John Ward felt sorry for me, I suppose, & used to try to fix me up with girlfriends, including Linda Pringle.

I had trouble getting Dad to let me use the family car.  I’d always ask Mom for the keys.  One Saturday I’d asked my steady girlfriend Kathy Wilkinson to go to the track meet w/ me, & I asked for the car keys.  Mom said Dad had taken them w/ him; he didn’t want me using the car! …  I grabbed the bob-tail hog-truck keys, picked up Kathy, & we went to the meet in this lovely farm vehicle.  …  I invited Donna DiRusso over for Sunday dinner once, & she made note of the pig smell.  Dad quipped, “Smells like money to me!”  (Butch Roberson & Clyde Abbott provided us with some good swine genetics back in the 60s!)

A lot happened during our senior year!!!  (The Wilkinsons, Campseys & Belews were esp good to/for me!)

During the 20-year period after graduation, I  …

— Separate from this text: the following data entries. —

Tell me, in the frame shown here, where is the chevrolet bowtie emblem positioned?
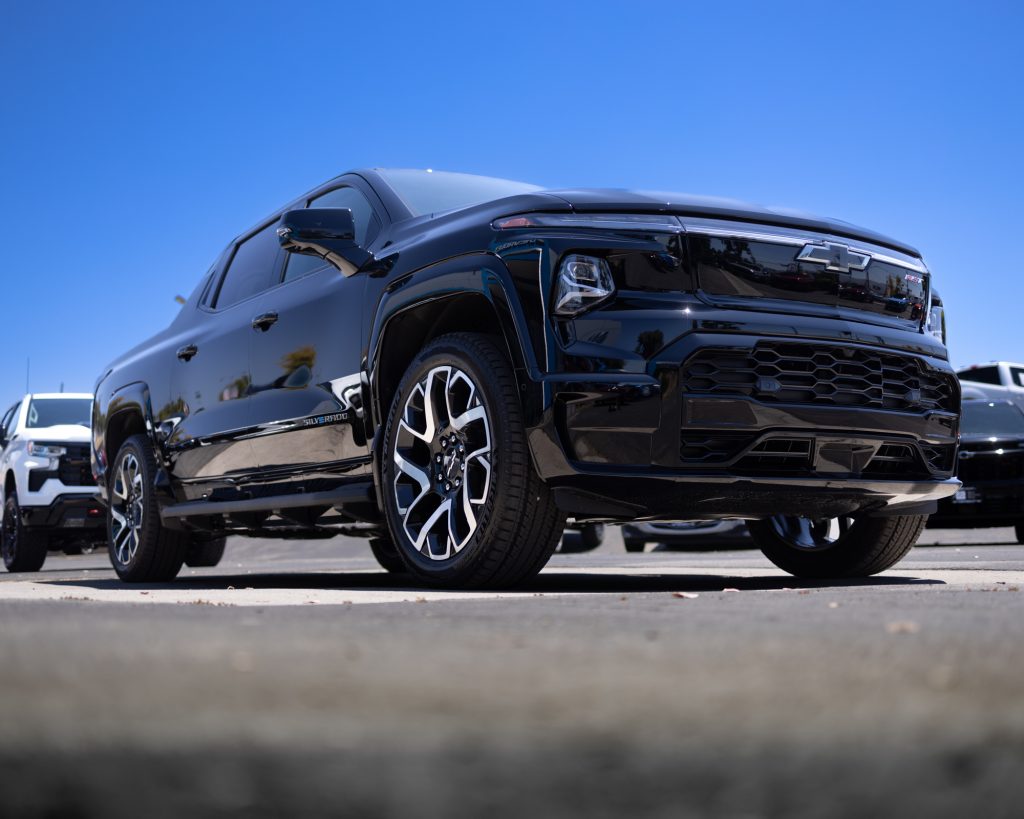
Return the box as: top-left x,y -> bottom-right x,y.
797,242 -> 871,273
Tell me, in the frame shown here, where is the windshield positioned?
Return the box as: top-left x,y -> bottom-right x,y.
961,401 -> 1024,436
378,169 -> 542,217
26,398 -> 92,428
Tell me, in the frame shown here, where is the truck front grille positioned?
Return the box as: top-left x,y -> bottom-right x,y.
682,342 -> 957,414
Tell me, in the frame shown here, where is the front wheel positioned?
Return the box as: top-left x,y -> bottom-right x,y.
108,435 -> 188,582
2,493 -> 48,572
746,514 -> 927,578
381,333 -> 565,588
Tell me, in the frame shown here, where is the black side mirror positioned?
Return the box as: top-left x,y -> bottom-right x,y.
277,208 -> 371,276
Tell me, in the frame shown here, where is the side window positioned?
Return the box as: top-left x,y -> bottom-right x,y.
282,186 -> 380,283
1011,367 -> 1024,388
214,223 -> 281,309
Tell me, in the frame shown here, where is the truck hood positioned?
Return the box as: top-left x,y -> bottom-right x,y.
24,424 -> 91,443
540,188 -> 920,257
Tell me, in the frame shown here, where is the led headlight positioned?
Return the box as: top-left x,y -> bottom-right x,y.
553,254 -> 614,316
28,442 -> 66,458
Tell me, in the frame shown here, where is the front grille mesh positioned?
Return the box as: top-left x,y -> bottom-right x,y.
682,342 -> 957,413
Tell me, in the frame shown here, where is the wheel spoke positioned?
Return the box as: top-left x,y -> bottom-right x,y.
392,364 -> 492,563
450,405 -> 485,431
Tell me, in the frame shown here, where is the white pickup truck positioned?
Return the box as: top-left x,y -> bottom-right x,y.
957,363 -> 1024,412
0,393 -> 105,571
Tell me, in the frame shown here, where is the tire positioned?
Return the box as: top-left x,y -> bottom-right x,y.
2,493 -> 48,572
368,536 -> 407,573
185,537 -> 226,568
624,539 -> 646,553
107,434 -> 188,583
381,332 -> 565,588
560,523 -> 605,554
1016,523 -> 1024,545
746,514 -> 928,578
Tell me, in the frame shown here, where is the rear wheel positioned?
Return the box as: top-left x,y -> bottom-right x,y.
368,536 -> 407,573
108,434 -> 188,583
559,523 -> 605,554
382,333 -> 565,588
747,514 -> 927,578
2,493 -> 48,572
185,537 -> 226,568
1015,523 -> 1024,545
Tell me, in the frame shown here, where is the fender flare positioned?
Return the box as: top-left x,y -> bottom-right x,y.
366,252 -> 542,427
94,380 -> 161,503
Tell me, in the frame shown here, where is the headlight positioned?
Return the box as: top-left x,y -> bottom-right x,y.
28,443 -> 66,458
553,254 -> 615,316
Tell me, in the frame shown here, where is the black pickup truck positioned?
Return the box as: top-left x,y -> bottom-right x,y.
91,169 -> 960,586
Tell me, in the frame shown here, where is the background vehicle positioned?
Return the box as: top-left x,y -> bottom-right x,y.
957,361 -> 1024,413
929,396 -> 1024,542
622,520 -> 751,553
0,394 -> 104,571
92,169 -> 959,587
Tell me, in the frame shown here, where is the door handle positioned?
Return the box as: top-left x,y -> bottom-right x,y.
176,344 -> 198,362
251,311 -> 279,332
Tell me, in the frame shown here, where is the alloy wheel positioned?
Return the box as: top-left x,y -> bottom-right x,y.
110,452 -> 145,565
391,365 -> 492,561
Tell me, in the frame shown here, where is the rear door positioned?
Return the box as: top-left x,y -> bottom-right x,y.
246,184 -> 383,476
165,221 -> 282,485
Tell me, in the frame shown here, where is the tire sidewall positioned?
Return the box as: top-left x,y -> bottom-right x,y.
381,337 -> 508,580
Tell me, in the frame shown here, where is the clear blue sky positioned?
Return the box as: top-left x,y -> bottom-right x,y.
1,1 -> 1021,409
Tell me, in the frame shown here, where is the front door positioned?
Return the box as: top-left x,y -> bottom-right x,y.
165,221 -> 282,488
246,185 -> 380,477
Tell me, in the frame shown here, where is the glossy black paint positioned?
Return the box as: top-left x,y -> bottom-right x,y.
930,430 -> 1024,529
92,169 -> 960,538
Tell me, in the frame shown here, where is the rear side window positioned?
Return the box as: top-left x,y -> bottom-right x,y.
1011,367 -> 1024,388
282,186 -> 380,283
215,223 -> 281,308
958,366 -> 1001,386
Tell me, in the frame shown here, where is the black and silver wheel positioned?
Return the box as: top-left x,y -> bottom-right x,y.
747,513 -> 927,578
2,492 -> 48,572
185,537 -> 226,568
108,434 -> 188,582
559,523 -> 605,553
382,333 -> 564,588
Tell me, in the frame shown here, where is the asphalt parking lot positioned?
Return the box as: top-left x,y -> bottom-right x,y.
1,527 -> 1023,818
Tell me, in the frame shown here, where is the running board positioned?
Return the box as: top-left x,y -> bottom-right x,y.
160,483 -> 375,520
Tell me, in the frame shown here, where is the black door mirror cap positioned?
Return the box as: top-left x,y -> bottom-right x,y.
277,208 -> 371,277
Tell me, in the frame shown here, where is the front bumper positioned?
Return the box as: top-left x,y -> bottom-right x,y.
20,493 -> 106,532
528,330 -> 960,522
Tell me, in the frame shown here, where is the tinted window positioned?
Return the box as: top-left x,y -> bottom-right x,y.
958,366 -> 1001,386
26,398 -> 91,428
282,187 -> 379,283
378,169 -> 541,216
961,401 -> 1024,435
215,223 -> 280,308
1011,368 -> 1024,388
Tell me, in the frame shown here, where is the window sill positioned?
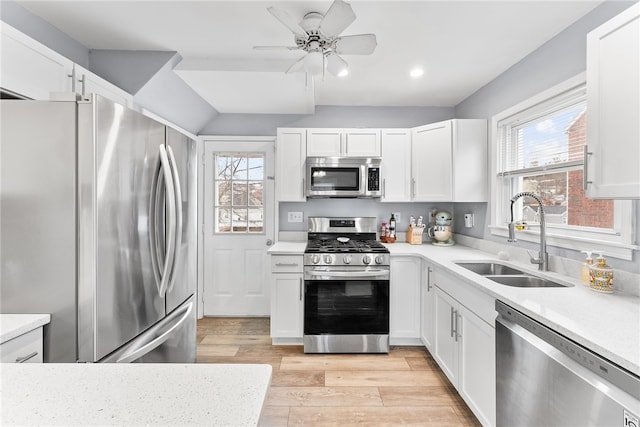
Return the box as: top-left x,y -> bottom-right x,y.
489,225 -> 637,260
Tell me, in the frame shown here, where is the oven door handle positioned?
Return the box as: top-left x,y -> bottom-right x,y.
306,270 -> 390,279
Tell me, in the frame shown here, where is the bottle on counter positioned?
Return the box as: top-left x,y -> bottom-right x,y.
589,252 -> 614,293
388,213 -> 396,242
380,222 -> 388,243
580,250 -> 594,286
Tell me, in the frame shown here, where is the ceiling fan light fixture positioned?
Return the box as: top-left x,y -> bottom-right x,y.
338,69 -> 349,77
304,50 -> 324,75
410,68 -> 424,78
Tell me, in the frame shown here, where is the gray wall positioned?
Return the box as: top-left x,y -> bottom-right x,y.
201,106 -> 455,136
454,0 -> 639,273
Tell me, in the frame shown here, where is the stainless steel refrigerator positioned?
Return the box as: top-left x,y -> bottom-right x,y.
0,94 -> 197,363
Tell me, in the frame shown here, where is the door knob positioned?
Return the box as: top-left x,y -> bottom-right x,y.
266,239 -> 273,246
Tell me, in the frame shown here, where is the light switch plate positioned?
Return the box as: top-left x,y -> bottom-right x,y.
288,212 -> 303,223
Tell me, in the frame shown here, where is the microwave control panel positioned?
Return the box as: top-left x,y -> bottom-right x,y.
367,167 -> 380,191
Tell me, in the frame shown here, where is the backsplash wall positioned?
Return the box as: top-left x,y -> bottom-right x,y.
279,199 -> 463,235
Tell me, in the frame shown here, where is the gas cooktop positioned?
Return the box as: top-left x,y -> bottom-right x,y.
305,238 -> 388,254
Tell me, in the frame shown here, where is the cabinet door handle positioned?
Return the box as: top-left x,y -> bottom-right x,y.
583,146 -> 593,190
427,267 -> 432,291
411,178 -> 416,199
275,263 -> 299,267
78,75 -> 86,97
454,312 -> 460,342
382,179 -> 386,198
299,278 -> 303,301
16,351 -> 38,363
450,307 -> 455,338
68,67 -> 76,92
302,178 -> 306,198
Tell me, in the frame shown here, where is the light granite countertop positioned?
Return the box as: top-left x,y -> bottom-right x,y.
0,363 -> 272,426
0,314 -> 50,345
268,240 -> 640,376
268,241 -> 306,255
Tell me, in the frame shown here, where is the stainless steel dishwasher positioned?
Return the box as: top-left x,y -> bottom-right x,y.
495,301 -> 640,427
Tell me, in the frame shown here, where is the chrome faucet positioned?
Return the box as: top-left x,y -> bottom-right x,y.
508,192 -> 548,271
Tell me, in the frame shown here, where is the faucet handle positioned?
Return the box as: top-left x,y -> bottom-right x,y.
527,250 -> 542,265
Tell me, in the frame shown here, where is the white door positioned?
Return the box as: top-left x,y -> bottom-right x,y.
203,138 -> 275,315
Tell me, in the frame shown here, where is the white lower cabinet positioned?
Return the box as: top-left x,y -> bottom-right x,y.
270,255 -> 303,343
420,261 -> 436,352
0,327 -> 44,363
390,257 -> 421,344
432,271 -> 496,427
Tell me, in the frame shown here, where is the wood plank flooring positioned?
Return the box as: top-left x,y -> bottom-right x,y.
197,317 -> 481,427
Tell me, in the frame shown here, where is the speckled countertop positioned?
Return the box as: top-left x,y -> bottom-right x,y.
269,241 -> 640,376
0,363 -> 271,426
0,314 -> 50,344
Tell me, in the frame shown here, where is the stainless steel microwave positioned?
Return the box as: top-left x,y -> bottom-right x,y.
306,157 -> 381,198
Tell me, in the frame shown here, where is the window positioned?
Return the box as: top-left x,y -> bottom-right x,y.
214,153 -> 264,233
491,74 -> 634,259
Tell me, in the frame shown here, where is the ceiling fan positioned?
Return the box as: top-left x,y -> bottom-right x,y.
254,0 -> 377,77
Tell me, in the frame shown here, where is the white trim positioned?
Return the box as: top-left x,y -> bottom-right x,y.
490,73 -> 636,260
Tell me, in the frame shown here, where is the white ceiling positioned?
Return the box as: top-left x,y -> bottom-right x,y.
18,0 -> 602,114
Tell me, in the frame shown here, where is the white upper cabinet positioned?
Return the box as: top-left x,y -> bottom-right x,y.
585,3 -> 640,199
73,64 -> 133,108
380,129 -> 412,202
0,23 -> 133,108
1,23 -> 74,99
411,119 -> 487,202
275,128 -> 307,201
307,128 -> 381,157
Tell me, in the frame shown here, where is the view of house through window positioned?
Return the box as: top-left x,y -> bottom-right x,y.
499,89 -> 614,231
214,153 -> 264,233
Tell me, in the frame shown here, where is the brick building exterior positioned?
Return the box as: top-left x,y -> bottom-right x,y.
566,111 -> 614,228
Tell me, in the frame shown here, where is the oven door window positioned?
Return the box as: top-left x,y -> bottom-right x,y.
310,167 -> 360,191
304,280 -> 389,334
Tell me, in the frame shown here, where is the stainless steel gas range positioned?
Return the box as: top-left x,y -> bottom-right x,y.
303,217 -> 390,354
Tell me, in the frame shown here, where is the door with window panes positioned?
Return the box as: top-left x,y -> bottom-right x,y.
203,139 -> 274,315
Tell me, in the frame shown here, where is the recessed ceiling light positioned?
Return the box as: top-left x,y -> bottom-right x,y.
410,68 -> 424,78
338,69 -> 349,77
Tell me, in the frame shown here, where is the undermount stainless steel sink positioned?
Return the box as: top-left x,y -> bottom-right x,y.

  • was covered with cottonseed hulls in an accident (Lacy & Gene Haywood/Don Lawrence et al. saved me.),
  • started going across to Mexico,
  • did quite a bit of hitch-hiking from A&M,
  • was poisoned with a pesticide neurotoxin & almost kicked the bucket,
  • graduated from A&M (B.S./M.S.),
  • spent a short stint in Naval Air & learned to fly two different planes (Mr. Petri basically counseled me into joining Naval Air when I was going to get drafted into the Army in 1969.),
  • almost crashed twice in those planes & went up in a “downed” plane once,
  • wrecked my Pontiac LeMans on Gene Bendele’s parents land,
  • married a wonderful woman from Rio Medina who I met a Quihi,
  • went to Univ. FL (ph.d.) & had our first child (for <$1000; we had no health insurance),
  • lived for 2 yrs in far-western Brazil with wife Betsy & 3 kids & spent considerable time in other areas of Latin America & Poland,
  • came close to not making it off a Ukrainian mountain,
  • have had the opportunity to work with some famous biologists, including E.F. Knipling, the “eradicator” of the screwworm,
  • bought the 140-acre Alton Martin-family farm in Stockdale,
  • went on through a life of entomology/biology research, consulting, & teaching, and sustainable ag & sustainable community.

 

These are some stories  …  & I’m sticking to them.

…………………….

*Spellings & facts are from memory & may be somewhat erroneous.